It didn't even sound so bad at first when you read that Charlotte only lost by 5 to a Grizzlies team that will finish no worse than 5th in the Western Conference. But upon a closer look you can see that 22 turnovers (in a game where both teams combined for over 40) and blowing a 13 point lead still makes the loss very Bawful-esque.
Oh, and losing 19 straight games, almost a third of the entire season, that will not only get you mentioned on here, but probably get you your very own museum full of wax figures and other memorabilia.
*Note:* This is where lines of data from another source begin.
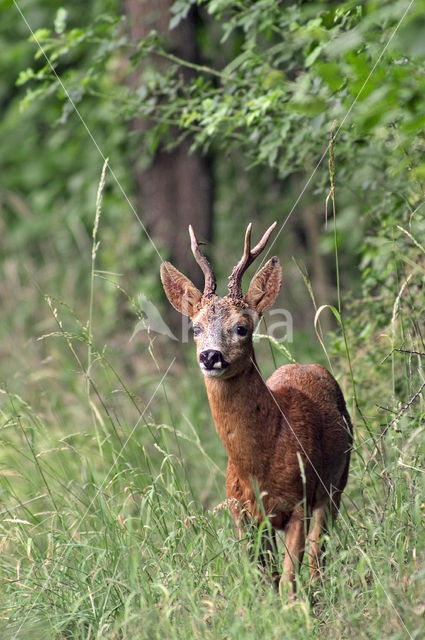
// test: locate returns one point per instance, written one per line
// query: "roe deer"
(288, 440)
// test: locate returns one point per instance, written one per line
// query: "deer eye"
(241, 330)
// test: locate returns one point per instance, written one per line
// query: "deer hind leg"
(323, 516)
(267, 556)
(295, 545)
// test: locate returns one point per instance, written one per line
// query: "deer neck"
(246, 418)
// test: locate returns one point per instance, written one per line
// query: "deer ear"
(180, 291)
(264, 287)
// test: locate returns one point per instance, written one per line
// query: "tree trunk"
(176, 190)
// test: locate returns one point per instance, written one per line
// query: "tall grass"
(109, 519)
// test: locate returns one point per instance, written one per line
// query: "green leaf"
(60, 20)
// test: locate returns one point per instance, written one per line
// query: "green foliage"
(110, 474)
It was a tight game with the Bobscraps down 3 and 20 seconds to go. With circus music playing in the background, Gerald Henderson finds himself a clear path to the basket only to have the ball bounce of his knee and then his stomach rolling out of bounds.
Despite the loss, Bobcats coach Paul Silas was proud of how hard this team fought.
"This
is the experience we need," Silas said. "We really are not an
experienced team but any team that we play we have to believe we can be
as tough as them and we were tonight. We don't have to play better than them, but just think we're better so that we can go to bed at night with some false sense of dignity."
The NBA: Where 19 Happens
Minneapolis Lakers: Fool me once, shame on me, fool me twice.....well shit.
After getting undressed in public by the Spurs earlier in the week, the Lakers went back to San Antonio to seek some payback.
Bynum was so peeved after the last loss to the Spurs he had this to say in the post game interview:
So to back those words up, he comes to San Antonio and lays an egg.
Bynum finished the game with just 2 rebounds, after dominating the Spurs with 30 boards in their first meeting of the season.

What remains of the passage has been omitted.